Là où c'est problématique, c'est lorsque l'agitation perpétuelle (vidéos sur panneau supérieur, triplement des personnages par des danseurs en mouvement permanent, déplacements d'une zone à l'autre - il y en a 4 -)  des personnages dans tous les coins de la scène, cette agitation, donc, exerce une tyrannie telle que l'esprit, trop sollicité, ne peut plus écouter la musique. Il l'entend, en fond sonore, comme au supermarché. Quant au texte, si important chez Wagner et à moins d'en comprendre parfaitement chaque mot en allemand, il est tellement déconnecté du contexte qu'on n'en a plus rien à faire puisqu'on ne peut trouver le temps de le lire...

Le deuxième acte casse le propos initial en ne traitant que l'obsession du metteur en scène pour la guerre. Il reste 3 zones : une pour les soldats valides, une pour les blessés de guerre, la dernière pour les morts dont les corps nus se lèvent pour rejoindre on ne sait quel abîme. 

Après ces deux actes surchargés, le dernier ne pouvait être que "plat". D'autant que son dénouement n'appelle qu'à un grand calme qui nous ramène au propos originel.

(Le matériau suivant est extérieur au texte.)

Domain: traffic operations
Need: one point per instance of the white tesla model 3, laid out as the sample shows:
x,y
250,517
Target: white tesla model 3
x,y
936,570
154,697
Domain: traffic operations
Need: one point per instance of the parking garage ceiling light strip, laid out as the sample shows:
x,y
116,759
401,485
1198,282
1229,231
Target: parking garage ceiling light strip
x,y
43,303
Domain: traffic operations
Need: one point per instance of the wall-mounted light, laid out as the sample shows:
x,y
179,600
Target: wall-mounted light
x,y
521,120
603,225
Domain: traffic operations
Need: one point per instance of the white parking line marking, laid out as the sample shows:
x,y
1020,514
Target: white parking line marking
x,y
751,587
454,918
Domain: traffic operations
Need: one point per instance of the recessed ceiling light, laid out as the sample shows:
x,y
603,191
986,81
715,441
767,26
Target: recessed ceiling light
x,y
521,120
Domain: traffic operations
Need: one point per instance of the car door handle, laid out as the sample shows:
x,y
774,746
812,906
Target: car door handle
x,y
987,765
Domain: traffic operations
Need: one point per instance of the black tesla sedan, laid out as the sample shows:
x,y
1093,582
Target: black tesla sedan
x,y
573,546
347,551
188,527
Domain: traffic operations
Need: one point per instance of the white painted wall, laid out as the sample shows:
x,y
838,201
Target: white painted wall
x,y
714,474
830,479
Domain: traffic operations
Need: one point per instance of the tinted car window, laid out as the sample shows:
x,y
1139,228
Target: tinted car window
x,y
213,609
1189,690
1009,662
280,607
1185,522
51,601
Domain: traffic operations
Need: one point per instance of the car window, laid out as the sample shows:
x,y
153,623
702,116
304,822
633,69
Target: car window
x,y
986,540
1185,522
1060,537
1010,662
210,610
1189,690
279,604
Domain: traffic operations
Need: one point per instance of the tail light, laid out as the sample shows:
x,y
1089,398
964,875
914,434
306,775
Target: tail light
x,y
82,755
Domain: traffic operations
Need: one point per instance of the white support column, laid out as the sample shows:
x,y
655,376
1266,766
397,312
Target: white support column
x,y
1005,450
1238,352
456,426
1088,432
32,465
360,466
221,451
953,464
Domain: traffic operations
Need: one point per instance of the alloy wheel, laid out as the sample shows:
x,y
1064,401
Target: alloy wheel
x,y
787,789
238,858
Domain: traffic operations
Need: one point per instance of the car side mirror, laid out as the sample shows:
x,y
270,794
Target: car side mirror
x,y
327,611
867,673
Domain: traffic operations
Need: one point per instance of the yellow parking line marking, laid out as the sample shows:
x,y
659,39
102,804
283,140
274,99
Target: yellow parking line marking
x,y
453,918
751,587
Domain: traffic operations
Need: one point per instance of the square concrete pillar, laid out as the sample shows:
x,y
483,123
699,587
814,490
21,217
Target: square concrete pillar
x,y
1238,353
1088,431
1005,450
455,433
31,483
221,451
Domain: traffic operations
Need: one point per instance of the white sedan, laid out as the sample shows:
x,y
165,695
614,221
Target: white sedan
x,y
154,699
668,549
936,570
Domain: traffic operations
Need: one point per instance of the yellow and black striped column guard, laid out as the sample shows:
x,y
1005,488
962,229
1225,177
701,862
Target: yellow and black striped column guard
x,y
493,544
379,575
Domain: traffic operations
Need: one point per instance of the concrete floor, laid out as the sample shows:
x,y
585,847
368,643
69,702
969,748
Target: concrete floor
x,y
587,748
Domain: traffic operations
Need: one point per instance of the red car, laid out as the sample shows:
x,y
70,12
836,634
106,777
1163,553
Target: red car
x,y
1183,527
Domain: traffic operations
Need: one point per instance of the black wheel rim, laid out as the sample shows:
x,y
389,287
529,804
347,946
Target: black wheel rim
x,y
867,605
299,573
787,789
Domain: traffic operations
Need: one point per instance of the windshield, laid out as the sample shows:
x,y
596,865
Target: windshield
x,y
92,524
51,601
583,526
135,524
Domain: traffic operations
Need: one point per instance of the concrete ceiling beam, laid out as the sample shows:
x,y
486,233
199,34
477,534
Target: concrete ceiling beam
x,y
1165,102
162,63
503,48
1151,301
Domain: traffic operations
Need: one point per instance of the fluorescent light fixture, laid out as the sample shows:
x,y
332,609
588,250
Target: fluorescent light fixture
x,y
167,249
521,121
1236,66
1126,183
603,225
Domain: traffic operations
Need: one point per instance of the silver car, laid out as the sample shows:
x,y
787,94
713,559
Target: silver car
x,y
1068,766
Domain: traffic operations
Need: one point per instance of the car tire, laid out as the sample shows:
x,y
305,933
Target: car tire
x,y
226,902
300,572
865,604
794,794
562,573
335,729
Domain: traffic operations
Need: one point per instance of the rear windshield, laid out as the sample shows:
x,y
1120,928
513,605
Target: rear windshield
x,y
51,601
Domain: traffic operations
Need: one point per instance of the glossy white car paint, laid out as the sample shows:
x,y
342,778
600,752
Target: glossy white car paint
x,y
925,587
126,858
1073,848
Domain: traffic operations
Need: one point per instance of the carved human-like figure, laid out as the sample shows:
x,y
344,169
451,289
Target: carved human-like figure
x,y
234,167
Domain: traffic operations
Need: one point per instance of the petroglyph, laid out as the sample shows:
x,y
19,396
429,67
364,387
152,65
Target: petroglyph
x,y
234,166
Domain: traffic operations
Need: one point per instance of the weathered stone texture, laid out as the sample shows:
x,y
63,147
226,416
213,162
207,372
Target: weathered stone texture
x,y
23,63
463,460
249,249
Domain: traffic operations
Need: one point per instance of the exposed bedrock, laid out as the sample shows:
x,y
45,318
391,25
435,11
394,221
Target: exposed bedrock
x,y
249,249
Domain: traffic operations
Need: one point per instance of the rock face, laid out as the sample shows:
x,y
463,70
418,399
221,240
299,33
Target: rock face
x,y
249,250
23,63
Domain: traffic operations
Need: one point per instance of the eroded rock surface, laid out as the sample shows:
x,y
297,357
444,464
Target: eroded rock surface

On peut, je peux enfin entendre et écouter Piotr Beczala nous révéler, merveilleusement, l'identité de Lohengrin ! 

Je rends hommage à tous les chanteurs qui ont, tant bien que mal, réussi à distiller
un peu d'émotion dans tout ce fatras indigeste d'images et d'animation. Grâce soit rendue, aussi, à l'Orchestre de l'Opéra de Paris, d'avoir si bien "accompagné", sous la baguette d'Alexander Soddy, cette débauche de grandes manœuvres.